Online Vigilantes, Or "Crowdsourced Justice"
destinyland writes "The Chinese credit the 'human flesh search engine' for successfully locating 'the kitten killer of Hangzhou' from clues in her online video. But in February, the same force identified a teenage cat-abuser in Oklahoma — within 24 hours of his video's appearance on YouTube. 'Netizens are the new Jack Bauer,' argues one science writer, and with three billion potential detectives, 'attempts to hide will only add thrill to the chase.' But China's vigilantes ultimately turned their attention to China's Internet Propaganda Office, bypassing censorship of a director's personal information using
social networks, including Twitter. The author suggests there's a new principle emerging in the online world: 'The Internet does not forget, does not forgive and cannot be stopped. Ever.'"
The crowd makes a mistake and some random dude gets beaten down for something his lookalike neighbour did.

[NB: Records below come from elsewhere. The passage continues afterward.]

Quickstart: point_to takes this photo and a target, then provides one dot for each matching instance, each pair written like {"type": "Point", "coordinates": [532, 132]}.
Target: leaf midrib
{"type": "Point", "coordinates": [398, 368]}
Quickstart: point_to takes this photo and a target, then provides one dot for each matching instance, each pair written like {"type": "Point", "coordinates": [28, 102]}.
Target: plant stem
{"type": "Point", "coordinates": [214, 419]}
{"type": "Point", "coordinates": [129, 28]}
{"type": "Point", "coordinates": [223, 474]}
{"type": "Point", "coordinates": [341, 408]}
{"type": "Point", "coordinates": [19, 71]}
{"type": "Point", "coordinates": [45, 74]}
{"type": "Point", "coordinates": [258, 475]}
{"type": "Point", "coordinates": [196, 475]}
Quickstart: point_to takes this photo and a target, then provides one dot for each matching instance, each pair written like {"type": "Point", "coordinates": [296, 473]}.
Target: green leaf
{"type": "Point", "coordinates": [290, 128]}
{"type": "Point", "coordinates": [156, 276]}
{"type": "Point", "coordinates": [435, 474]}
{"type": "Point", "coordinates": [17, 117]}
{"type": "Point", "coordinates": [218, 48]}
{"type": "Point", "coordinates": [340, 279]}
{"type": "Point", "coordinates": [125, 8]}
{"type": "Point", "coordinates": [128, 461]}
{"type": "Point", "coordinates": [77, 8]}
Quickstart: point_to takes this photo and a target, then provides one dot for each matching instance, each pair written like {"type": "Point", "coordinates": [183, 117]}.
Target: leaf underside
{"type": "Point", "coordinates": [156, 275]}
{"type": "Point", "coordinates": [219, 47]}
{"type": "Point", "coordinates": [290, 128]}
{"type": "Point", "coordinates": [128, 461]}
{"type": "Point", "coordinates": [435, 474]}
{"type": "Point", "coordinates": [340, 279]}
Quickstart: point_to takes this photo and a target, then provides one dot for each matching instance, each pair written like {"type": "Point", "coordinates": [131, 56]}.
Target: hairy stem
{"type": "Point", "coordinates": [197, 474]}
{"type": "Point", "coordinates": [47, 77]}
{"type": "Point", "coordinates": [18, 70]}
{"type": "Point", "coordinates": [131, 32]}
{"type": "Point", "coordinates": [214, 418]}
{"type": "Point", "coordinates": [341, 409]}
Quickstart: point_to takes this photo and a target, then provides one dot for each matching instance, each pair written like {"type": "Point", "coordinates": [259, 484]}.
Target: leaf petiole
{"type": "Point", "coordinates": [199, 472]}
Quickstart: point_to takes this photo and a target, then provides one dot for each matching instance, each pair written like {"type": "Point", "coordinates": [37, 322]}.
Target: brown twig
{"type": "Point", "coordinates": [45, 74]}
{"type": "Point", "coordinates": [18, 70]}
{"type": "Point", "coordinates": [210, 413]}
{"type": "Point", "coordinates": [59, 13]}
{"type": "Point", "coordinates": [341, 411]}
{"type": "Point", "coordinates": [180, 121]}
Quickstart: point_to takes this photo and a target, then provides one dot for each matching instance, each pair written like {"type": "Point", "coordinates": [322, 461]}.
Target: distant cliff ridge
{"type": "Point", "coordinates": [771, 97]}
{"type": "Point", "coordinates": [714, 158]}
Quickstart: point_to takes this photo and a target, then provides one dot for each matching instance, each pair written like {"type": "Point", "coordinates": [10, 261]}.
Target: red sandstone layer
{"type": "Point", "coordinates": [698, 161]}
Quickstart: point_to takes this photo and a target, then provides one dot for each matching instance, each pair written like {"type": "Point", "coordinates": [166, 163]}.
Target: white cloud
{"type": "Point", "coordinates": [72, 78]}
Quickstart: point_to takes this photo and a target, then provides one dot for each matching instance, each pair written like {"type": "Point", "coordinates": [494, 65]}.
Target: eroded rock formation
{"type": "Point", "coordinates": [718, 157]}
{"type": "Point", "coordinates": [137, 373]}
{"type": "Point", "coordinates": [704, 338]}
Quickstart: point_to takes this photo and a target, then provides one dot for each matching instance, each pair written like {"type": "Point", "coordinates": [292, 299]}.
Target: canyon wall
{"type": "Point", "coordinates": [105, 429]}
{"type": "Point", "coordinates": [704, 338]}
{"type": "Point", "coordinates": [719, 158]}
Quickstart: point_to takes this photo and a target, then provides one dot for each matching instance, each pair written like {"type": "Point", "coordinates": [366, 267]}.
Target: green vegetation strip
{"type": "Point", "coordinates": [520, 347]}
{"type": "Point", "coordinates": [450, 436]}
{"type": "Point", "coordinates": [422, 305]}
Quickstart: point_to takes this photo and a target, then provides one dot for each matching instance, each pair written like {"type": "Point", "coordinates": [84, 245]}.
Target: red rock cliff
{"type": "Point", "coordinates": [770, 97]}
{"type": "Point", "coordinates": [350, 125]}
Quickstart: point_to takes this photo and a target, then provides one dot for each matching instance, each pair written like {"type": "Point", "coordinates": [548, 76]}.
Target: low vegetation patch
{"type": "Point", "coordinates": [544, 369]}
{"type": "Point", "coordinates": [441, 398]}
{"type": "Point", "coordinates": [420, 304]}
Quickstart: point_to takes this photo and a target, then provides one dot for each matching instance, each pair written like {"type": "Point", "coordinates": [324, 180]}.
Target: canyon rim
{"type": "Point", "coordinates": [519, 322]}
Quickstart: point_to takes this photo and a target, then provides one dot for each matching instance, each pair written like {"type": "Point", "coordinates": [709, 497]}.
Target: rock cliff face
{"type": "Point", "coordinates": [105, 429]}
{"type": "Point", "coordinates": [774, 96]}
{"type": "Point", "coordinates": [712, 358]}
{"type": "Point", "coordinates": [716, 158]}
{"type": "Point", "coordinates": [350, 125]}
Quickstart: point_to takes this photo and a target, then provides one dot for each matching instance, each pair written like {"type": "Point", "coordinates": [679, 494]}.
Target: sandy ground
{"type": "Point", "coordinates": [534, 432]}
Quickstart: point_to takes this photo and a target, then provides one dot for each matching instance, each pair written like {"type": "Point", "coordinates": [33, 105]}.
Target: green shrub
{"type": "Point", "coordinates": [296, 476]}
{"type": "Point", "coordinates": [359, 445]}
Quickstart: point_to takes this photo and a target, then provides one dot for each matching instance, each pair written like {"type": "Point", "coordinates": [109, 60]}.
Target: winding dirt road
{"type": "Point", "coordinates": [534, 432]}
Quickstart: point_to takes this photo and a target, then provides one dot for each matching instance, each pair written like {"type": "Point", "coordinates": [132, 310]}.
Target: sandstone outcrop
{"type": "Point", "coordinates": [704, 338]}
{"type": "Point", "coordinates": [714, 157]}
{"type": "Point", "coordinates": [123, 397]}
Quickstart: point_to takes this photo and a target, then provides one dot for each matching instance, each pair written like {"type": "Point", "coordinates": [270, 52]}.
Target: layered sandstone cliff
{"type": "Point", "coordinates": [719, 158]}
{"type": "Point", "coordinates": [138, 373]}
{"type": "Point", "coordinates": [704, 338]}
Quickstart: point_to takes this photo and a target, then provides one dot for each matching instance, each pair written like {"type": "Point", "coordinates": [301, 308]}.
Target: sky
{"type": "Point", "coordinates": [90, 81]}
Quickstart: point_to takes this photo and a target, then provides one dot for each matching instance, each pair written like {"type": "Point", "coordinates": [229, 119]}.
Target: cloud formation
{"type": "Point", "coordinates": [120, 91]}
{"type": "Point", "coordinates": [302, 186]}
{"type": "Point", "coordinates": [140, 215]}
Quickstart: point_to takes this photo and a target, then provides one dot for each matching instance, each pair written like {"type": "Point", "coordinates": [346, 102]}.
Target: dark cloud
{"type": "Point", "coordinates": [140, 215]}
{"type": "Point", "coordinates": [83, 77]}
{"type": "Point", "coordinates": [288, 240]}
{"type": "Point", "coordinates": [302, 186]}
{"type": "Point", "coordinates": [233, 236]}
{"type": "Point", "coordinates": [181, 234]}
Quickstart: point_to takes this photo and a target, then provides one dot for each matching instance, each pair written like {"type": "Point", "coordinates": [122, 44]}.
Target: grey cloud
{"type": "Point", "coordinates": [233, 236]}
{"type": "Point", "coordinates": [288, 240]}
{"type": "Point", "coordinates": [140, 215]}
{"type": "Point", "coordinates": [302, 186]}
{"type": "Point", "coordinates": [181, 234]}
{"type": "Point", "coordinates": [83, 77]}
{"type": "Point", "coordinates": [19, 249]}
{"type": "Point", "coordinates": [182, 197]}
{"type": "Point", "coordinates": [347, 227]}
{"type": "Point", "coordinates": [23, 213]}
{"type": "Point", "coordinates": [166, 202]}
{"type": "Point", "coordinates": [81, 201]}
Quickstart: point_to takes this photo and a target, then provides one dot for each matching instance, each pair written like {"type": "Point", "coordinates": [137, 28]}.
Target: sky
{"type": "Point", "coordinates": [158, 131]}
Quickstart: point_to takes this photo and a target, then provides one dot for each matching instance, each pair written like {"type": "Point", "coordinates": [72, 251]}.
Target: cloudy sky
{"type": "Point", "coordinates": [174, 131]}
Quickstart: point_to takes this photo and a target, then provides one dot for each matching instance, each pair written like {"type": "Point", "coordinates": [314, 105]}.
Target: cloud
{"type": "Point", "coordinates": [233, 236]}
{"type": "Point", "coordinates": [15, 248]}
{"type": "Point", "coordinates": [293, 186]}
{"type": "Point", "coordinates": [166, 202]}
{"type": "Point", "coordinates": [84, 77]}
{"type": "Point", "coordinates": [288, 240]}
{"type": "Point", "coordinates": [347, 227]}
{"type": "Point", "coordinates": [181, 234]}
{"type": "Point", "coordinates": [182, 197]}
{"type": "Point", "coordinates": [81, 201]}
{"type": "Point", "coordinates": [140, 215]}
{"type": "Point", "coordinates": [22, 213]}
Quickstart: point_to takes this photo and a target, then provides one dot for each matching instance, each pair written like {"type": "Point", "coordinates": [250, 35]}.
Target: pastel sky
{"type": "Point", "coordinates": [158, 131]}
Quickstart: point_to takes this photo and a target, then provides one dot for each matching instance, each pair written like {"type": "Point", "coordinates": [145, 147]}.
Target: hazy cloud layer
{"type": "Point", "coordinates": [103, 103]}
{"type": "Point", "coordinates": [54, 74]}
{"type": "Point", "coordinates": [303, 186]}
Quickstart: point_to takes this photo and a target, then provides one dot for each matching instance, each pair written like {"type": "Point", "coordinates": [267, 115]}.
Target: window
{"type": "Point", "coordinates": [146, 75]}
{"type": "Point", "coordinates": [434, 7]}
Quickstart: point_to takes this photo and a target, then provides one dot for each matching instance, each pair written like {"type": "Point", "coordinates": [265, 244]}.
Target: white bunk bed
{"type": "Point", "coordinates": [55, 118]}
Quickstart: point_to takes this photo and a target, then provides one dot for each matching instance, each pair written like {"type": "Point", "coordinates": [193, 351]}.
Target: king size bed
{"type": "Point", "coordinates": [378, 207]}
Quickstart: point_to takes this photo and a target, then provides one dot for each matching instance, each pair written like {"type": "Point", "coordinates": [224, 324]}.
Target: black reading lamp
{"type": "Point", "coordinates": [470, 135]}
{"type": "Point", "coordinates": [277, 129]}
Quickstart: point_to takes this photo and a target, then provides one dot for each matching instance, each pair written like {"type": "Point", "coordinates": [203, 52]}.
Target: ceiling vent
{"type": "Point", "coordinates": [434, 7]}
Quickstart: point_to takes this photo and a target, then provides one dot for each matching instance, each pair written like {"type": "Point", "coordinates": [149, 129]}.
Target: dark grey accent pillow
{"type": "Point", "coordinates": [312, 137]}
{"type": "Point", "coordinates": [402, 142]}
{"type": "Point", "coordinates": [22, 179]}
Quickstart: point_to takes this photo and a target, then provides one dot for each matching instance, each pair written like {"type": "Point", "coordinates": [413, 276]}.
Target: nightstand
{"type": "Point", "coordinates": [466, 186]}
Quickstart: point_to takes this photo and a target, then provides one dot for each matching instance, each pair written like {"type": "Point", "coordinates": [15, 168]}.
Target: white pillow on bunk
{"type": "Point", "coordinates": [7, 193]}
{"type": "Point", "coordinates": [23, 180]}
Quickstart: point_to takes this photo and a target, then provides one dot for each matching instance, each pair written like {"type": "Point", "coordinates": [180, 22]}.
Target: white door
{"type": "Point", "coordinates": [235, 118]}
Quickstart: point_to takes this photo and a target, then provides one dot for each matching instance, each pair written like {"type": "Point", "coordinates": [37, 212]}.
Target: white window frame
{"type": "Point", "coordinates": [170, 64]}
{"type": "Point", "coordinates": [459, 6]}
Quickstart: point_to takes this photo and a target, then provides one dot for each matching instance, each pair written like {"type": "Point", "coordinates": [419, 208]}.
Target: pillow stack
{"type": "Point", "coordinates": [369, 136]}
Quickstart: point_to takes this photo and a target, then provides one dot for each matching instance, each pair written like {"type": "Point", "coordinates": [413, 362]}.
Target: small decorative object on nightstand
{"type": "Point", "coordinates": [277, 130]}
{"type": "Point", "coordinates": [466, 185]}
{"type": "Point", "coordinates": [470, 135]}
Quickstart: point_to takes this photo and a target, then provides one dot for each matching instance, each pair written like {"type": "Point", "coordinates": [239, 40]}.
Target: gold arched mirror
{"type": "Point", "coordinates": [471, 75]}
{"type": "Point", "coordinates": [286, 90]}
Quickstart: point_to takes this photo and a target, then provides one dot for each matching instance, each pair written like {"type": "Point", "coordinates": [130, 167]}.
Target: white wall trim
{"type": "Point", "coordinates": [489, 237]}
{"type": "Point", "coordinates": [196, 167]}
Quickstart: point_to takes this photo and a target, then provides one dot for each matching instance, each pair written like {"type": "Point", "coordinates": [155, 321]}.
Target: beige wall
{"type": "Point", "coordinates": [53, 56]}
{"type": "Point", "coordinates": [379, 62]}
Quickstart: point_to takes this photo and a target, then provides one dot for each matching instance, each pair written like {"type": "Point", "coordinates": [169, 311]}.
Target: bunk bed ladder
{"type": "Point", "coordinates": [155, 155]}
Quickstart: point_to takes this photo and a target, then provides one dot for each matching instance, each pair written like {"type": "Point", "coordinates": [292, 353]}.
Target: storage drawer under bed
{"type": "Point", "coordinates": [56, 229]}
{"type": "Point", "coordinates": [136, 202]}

Do a news.google.com search for: vilgilante mistake
read
http://www.telegraph.co.uk/news/uknews/1357909/Man-beaten-to-death-by-mistake.html
The author of the article doesn't get it
Fortunately, human flesh search engines don't end the lives of their victims, like the witch-hunts or lynching of the past.
No, they just make it impossible to ever live a normal life ever again. They ruin your career and alienate your friends and family. They force you to live through humiliation and shaming every day, often for weeks or months at a time.
All based on a single, often easily fabricated, piece of evidence. That isn't justice, it's just a mob being a mob and harrassing other people for the fun of it.
These groups only really pursue people who do one of two things - 1) try to make information that is free unfree (the antithesis of the internet), and 2) do things so abhorrant that they rouse the majority to action against them.
Right, rules of evidence, jury trials, right to appeal, right to have legal representation, none of these make any difference.
The question isn't "which system never screws up". There's no such system. The question is which system screws up the least. I think that a system that relies on some random idiot saying, "Hey, that must be the guy!" isn't even close to the top of that list.
Tell that to the black and Jewish victims of lynching in the south. Yes, in many cases vigilantism can be a form of law enforcement. The problem though is that when a group of citizens answers to no one the potential for abuse and stepping beyond law enforcement is definitely there. And while many of those lynched had committed capital offenses, most hadn't.
Yes, in the two cases cited it seems to have worked out in the interest of justice, but they could just as easily have found somebody that wasn't guilty.